Important things to consider

Maltese Breed The adult Maltese is the perfect dog when you want to escape the stress of a hectic day. Playful, lively, and extremely graceful, it is very affectionate with its owner and loves to be held. He also likes to be around children, provided they are not very small, as they can hurt the sensitive Maltese. He has no problem with other dogs or other pets

The fur can be worn long, down to the ground, which will create the feeling that this dog has a robe on. However, to make it easier to maintain, the fur can be shortened. However, you still need to be careful with its maintenance. It should be brushed daily but in a gentle way. This dog also needs regular baths with warm water. After you wash it, it must be dried completely. The advantage is that the Maltese does not shed, which makes it a hypoallergenic dog.

You might also like our articles on the cost of a Bichon Frise, Cockapoo, or Teddy Bear pup.

This dog is very easy to train, due to the fact that it is intelligent and remembers commands very quickly. In addition, he is obedient and eager to please his master.

Training must be done gently and patiently because the Maltese is very sensitive when scolded. In the beginning, you will need a leash, but after the puppy learns the basic commands, you can do without it. To get the best results, you can use food rewards.

Like many other small dogs, this breed is prone to patellar luxation, the painful dislocation of the knee joint.
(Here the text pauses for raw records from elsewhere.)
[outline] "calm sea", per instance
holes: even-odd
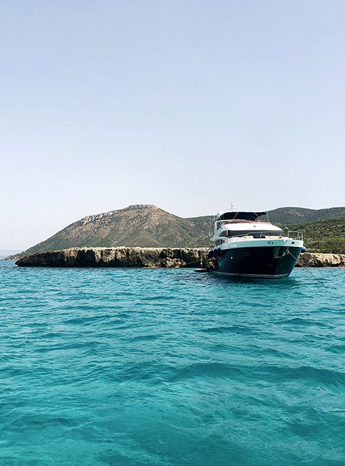
[[[345,464],[345,269],[0,262],[0,464]]]

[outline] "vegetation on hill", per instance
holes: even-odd
[[[303,233],[305,246],[310,253],[345,253],[345,216],[289,227]]]
[[[269,217],[273,224],[302,231],[310,251],[345,253],[345,207],[284,207],[270,211]],[[130,206],[84,217],[21,255],[83,246],[205,247],[213,220],[182,218],[152,205]]]
[[[273,223],[286,226],[344,217],[345,216],[345,207],[332,207],[318,210],[304,207],[279,207],[270,211],[269,214],[270,220]]]

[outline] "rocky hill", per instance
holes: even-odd
[[[320,210],[284,207],[270,211],[269,216],[275,224],[301,226],[300,224],[314,220],[345,216],[345,207]],[[213,223],[213,216],[182,218],[153,205],[132,205],[84,217],[26,250],[22,255],[78,247],[206,247]],[[312,231],[312,228],[309,230]],[[319,236],[312,239],[317,240]],[[335,251],[330,248],[327,252],[343,252],[339,249]]]
[[[30,248],[25,254],[76,247],[194,248],[208,245],[212,217],[182,218],[137,204],[84,217]]]
[[[338,218],[345,216],[345,207],[330,209],[305,209],[304,207],[279,207],[270,211],[270,220],[273,223],[286,226],[288,225],[309,223],[320,220]]]

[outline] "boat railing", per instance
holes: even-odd
[[[282,233],[275,234],[275,232],[249,232],[244,234],[236,234],[235,233],[230,238],[240,238],[241,239],[252,240],[254,239],[277,239],[282,238],[291,238],[295,241],[303,240],[303,234],[301,232],[295,232],[284,228]],[[228,239],[230,239],[228,236]]]
[[[292,239],[295,239],[296,241],[303,241],[303,233],[302,233],[302,232],[298,232],[293,230],[289,230],[287,227],[285,227],[284,231],[286,232],[286,234],[289,236],[289,238],[291,238]]]

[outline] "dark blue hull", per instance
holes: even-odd
[[[233,248],[213,260],[215,271],[231,276],[279,278],[290,275],[302,248]]]

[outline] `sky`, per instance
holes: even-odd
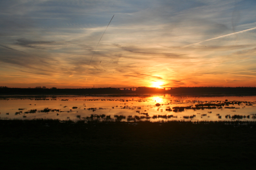
[[[254,0],[0,0],[0,85],[254,87],[255,9]]]

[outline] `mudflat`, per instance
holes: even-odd
[[[0,120],[0,127],[5,169],[255,169],[254,122]]]

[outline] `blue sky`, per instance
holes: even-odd
[[[255,86],[255,9],[252,0],[0,1],[0,85]]]

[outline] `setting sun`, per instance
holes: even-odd
[[[161,88],[162,87],[164,83],[164,82],[162,81],[153,81],[151,83],[151,86],[152,87]]]

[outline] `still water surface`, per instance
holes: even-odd
[[[128,116],[134,119],[136,115],[151,122],[256,120],[255,96],[2,96],[0,99],[1,119],[76,121],[92,114],[95,118],[104,114],[113,119],[115,115],[123,115],[126,119],[122,121],[127,121]],[[157,106],[157,103],[161,105]]]

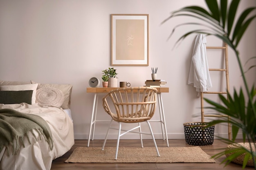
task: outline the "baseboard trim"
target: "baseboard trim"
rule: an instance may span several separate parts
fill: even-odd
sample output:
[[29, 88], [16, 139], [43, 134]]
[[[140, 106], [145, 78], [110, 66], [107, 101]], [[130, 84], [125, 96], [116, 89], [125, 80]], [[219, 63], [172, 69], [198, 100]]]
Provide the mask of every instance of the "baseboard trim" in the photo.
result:
[[[94, 139], [103, 139], [105, 137], [104, 134], [95, 134], [94, 135]], [[154, 134], [156, 139], [163, 139], [162, 133]], [[168, 134], [168, 139], [185, 139], [185, 136], [184, 133], [170, 133]], [[227, 133], [214, 134], [214, 139], [220, 139], [220, 137], [224, 138], [228, 138], [228, 135]], [[108, 135], [108, 139], [117, 139], [117, 134], [110, 134]], [[74, 134], [75, 139], [88, 139], [88, 134]], [[144, 139], [151, 139], [150, 135], [143, 135], [143, 138]], [[139, 139], [139, 137], [138, 134], [126, 134], [121, 137], [121, 139]], [[243, 139], [242, 133], [238, 133], [236, 139]]]

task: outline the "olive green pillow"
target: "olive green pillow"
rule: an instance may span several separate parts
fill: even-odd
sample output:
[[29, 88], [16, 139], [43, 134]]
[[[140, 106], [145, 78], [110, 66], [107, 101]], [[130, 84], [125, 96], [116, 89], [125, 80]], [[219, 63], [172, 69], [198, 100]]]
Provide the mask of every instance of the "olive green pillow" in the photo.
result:
[[32, 90], [0, 91], [0, 104], [19, 104], [25, 102], [31, 104], [32, 94]]

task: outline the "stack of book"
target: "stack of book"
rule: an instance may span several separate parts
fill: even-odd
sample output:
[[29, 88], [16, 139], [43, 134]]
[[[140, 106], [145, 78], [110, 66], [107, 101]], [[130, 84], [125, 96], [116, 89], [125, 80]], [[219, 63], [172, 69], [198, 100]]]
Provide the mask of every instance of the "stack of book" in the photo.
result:
[[146, 86], [151, 87], [159, 87], [164, 86], [166, 84], [165, 80], [163, 79], [147, 80], [145, 82]]

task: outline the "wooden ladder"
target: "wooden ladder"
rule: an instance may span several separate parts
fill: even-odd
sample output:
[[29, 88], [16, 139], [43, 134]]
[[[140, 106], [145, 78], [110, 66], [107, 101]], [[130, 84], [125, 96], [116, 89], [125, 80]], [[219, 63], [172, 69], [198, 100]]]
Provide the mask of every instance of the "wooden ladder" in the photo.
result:
[[[204, 94], [226, 94], [227, 97], [227, 94], [229, 92], [229, 66], [228, 66], [228, 45], [226, 43], [225, 43], [224, 46], [207, 46], [206, 47], [207, 49], [220, 49], [225, 50], [225, 68], [224, 69], [220, 68], [211, 68], [209, 69], [209, 71], [225, 71], [226, 73], [226, 91], [217, 91], [217, 92], [204, 92], [200, 93], [201, 97], [201, 121], [202, 122], [204, 122], [204, 117], [227, 117], [227, 119], [229, 119], [230, 117], [227, 115], [205, 115], [204, 109]], [[228, 137], [229, 140], [231, 140], [231, 125], [229, 123], [228, 124]]]

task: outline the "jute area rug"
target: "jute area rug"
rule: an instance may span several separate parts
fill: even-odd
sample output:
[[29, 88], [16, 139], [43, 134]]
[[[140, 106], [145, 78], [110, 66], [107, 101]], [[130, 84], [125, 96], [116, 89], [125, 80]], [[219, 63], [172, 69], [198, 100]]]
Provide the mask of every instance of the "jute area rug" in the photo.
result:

The best way to prevent this is to watch your dog’s weight and give him the opportunity to exercise regularly, as this strengthens the stability of the muscles around the knees. The breed is also prone to diabetes and tear gland problems. Keep an eye on your Maltese to prevent the latter, as it can cause irritation if hair gets in its eyes too often. It is best to clean your puppy’s eyes daily with a special dog cleaner.

It is not recommended that puppies be purchased earlier than 12 weeks of age, as they may become stressed from changing environments. In addition, if they will be held and played with from such a young age, they will not have time to rest as they should and may even start to refuse to eat.

Before buying a Maltese puppy, make sure it has all its vaccinations.

Ideally, feed it twice a day with saltwater fish, poultry, lamb, rice, or wheat.

Tips for saving money

Before choosing any Maltese breeder, you should always consider adoption as your first choice. Contact a local rescue group that is specialized in this breed and ask if they have any dogs available for adoption.

When you purchase a dog never focus on the price because cheaper is not always better. The dogs from a cheaper backyard breeder may be raised in small kennels, lack the essential human companionship, and come without all necessary paperwork.